Kedua, keterlibatan Soeharto dalam berbagai tragedi kemanusiaan, seperti tragedi 1965 hingga penindasan terhadap sejumlah aktivis dan masyarakat sipil di berbagai daerah. Sejarawan Geoffrey Robinson mencatat bahwa “pembunuhan massal 1965–1966 tidak terjadi secara spontan, tetapi merupakan hasil mobilisasi militer yang terkoordinasi dan melibatkan struktur komando di bawah Soeharto".
Tragedi-tragedi ini adalah upaya rezim orde baru melakukan pembungkaman agar kekuasaannya tidak terusik. Pasca pembersihan terhadap kelompok kiri, rezim orde baru juga menindas gerakan mahasiswa, termasuk HMI dengan disiplin asas tunggal. HMI MPO yang menolak tunduk terhadap pembungkaman dan ketidakadilan saat itu terancam di bubarkan. Karena itu, sangat tidak masuk akal jika hari ini kader HMI diam saja ketika pelaku pembungkaman tersebut justru dijadikan pahlawan. Selain itu menyetujui Soeharto sebagai pahlawan sama saja dengan menghapus jejak penderitaan para aktivis HMI yang dulu berjuang melawan otoritarianismenya.
Ketiga Saat berkuasa, Soeharto membangun sistem politik yang berpusat pada loyalitas pribadi, bukan meritokrasi. Warisan ini secara langsung menyingkirkan generasi muda yang berkompetensi dan meminggirkan mereka yang tidak berada dalam lingkaran kekuasaan. TAP MPR No. XI/1998 secara tegas menyebut KKN di era Orde Baru sebagai penyebab utama kemerosotan moral dan ekonomi bangsa. Pasal 4 menyatakan:
"Upaya pemberantasan korupsi, kolusi, dan nepotisme harus dilakukan secara tegas terhadap siapapun juga, baik pejabat negara, mantan pejabat negara, keluarga, dan kroninya maupun pihak swasta/konglomerat termasuk mantan Presiden Soeharto, dengan tetap memperhatikan prinsip praduga tak bersalah dan hak-hak azasi manusia”
Meski pada 2024 nama Soeharto dihapus dengan alasan telah meninggal. Miris, seharusnya kematiannya tidak lantas menghapus dosa-dosanya terhadap rakyat Indonesia.

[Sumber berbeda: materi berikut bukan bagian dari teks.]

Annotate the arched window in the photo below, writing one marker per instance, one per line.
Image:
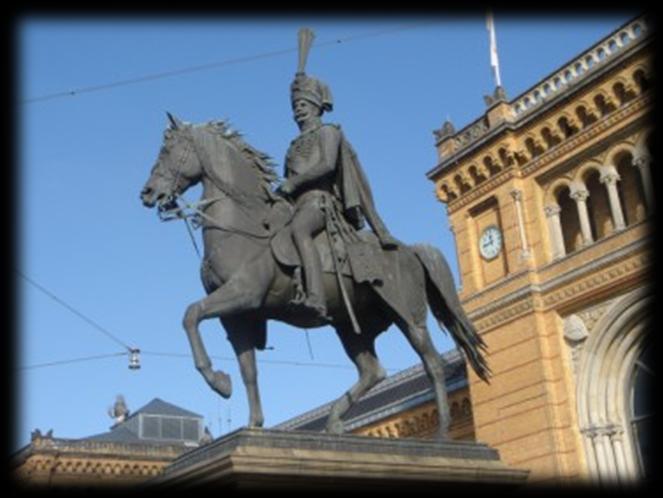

Memaafkan bukan berarti lantas membalik keadaan, menjadikan pelaku kejahatan sebagai pahlawan.
Menerima Soeharto sebagai pahlawan berarti menormalisasi sistem yang menyingkirkan meritokrasi, dan mengkhianati prinsip kepemimpinan sebagai amanah yang dituntut berlaku adil. Dengan kata lain, bagi HMI, penetapan Soeharto sebagai pahlawan nasional bukan sekadar masalah sejarah, tapi serangan terhadap nilai ideologis organisasi (Khitta Perjuangan).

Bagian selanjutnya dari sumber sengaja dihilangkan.